二つ目は、征服した部族長の娘を妻に迎えて子を成し、血縁関係を強化することであった。イスラム聖典コーランでは、複数の妻を持つことが認められている。その後に統一がなるまでのあいだ、アブドルアジズが制圧した部族長の娘との婚姻作戦は続けられた。あるとき、部下に集計させてみると、26人の王妃との間に36人の王子がいた。その36人の王子の一人が現在のアブダッラー国王である。

  上記の26人の王妃のほかに、名前が記録されない王妃から27人の王女が生れている。
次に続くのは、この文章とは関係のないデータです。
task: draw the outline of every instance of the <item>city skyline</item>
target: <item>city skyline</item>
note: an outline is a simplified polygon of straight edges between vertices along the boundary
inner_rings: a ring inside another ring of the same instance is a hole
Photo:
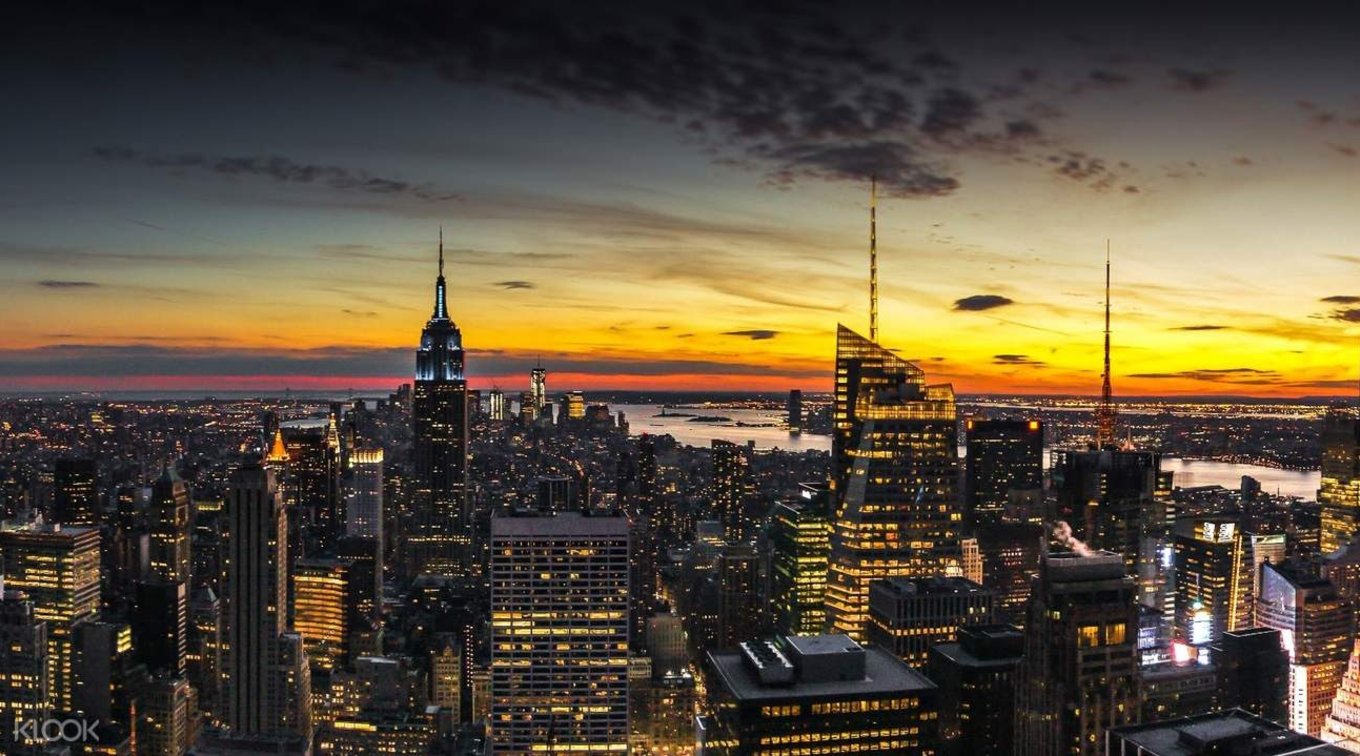
[[[20,19],[0,387],[390,388],[443,223],[472,388],[829,390],[877,173],[880,341],[960,393],[1097,392],[1107,239],[1116,397],[1356,393],[1344,24],[308,12]]]

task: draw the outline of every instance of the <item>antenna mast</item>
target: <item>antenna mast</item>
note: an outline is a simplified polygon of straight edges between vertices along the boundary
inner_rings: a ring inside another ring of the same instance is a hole
[[[1100,408],[1096,410],[1096,448],[1114,443],[1114,402],[1110,388],[1110,240],[1105,240],[1105,372],[1101,375]]]
[[[869,340],[878,343],[878,174],[869,177]]]

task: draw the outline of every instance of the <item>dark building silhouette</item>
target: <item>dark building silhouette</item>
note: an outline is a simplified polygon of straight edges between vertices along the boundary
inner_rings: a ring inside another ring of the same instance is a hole
[[[770,515],[770,611],[776,632],[818,635],[826,629],[826,569],[831,524],[826,488],[804,484]]]
[[[1341,687],[1355,612],[1336,586],[1293,561],[1261,565],[1256,624],[1280,631],[1289,655],[1290,729],[1317,735]]]
[[[926,677],[940,687],[941,752],[1006,756],[1025,635],[1012,625],[975,625],[957,638],[931,646],[926,661]]]
[[[803,432],[803,392],[799,389],[789,391],[788,406],[789,433]]]
[[[1292,732],[1242,711],[1229,709],[1181,719],[1117,727],[1110,731],[1107,756],[1345,756],[1349,751]]]
[[[887,578],[869,585],[870,643],[892,651],[917,669],[936,643],[947,643],[965,625],[995,621],[991,591],[961,577]]]
[[[1218,705],[1244,709],[1272,722],[1289,720],[1289,656],[1280,631],[1249,627],[1223,634],[1213,651]]]
[[[1016,753],[1094,756],[1137,723],[1136,586],[1118,554],[1054,553],[1039,563],[1016,688]]]
[[[99,525],[99,466],[93,459],[56,461],[52,471],[52,519],[63,525]]]
[[[713,571],[718,584],[718,648],[733,648],[764,625],[760,555],[752,546],[724,546]]]
[[[1322,419],[1322,509],[1319,546],[1330,554],[1360,530],[1360,415],[1352,407],[1327,410]]]
[[[132,646],[152,674],[183,675],[189,651],[186,583],[139,581],[132,609]]]
[[[1013,497],[1037,500],[1042,495],[1043,423],[969,419],[964,429],[968,446],[964,461],[968,513],[975,522],[1000,520]]]
[[[722,523],[723,538],[728,543],[742,543],[753,534],[754,523],[747,507],[753,491],[751,454],[754,450],[754,442],[713,441],[713,511]]]
[[[1023,626],[1025,607],[1039,556],[1044,551],[1044,526],[1030,522],[996,522],[977,528],[982,555],[982,585],[996,594],[998,619]]]

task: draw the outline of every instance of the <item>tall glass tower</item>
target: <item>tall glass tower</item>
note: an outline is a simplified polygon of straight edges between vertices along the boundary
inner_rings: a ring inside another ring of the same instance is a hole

最終的に集計するとアブドルアジズは生涯に30人以上の女性を妻としたことになる。彼は鼻歌まじりに自分で立案した方針を自分で実践し、精力をもって勢力の拡大につとめた。

  アブドルアジズの36人の王子たちもまた、複数の妻を求め多くの王子を成した。アラブの女性は一般に早婚だといわれ、それぞれが多産の遺伝子を持っている。その結果、36人の王子から254人のアブドルアジズの孫にあたる王子がうまれた。現在の段階でのサウド王家の王子は1043人で、今この時でも何十人かの王子の妃が受精しているかもしれない。

  サウジアラビア王位継承法では、アブドルアジズ初代国王の直系男子が王位継承権を持つ。現在、王位継承権を持つ王子が1043人+αということになる。彼らには、生れると同時に相当の金額の手当てが支給され続ける。サウジアラビアの王子たちは政府組織の隅々まで浸透し、わずかではあるがビジネス界に進出し世界的富豪に名を連ねている。アル・ワリード王子のように。

  彼ら親族の付き合いの一例をあげると、王子同士がレストランで食事をし、その一方が支払いをする。次にたちよったローレスロイスの並ぶ店頭で最新型の車種をそれぞれが希望した。食事代をださなかった王子がいう。

「今度は私に払わせてくれ」

  ジョークとしてはかなり古いものだが、笑ってばかりもいられない。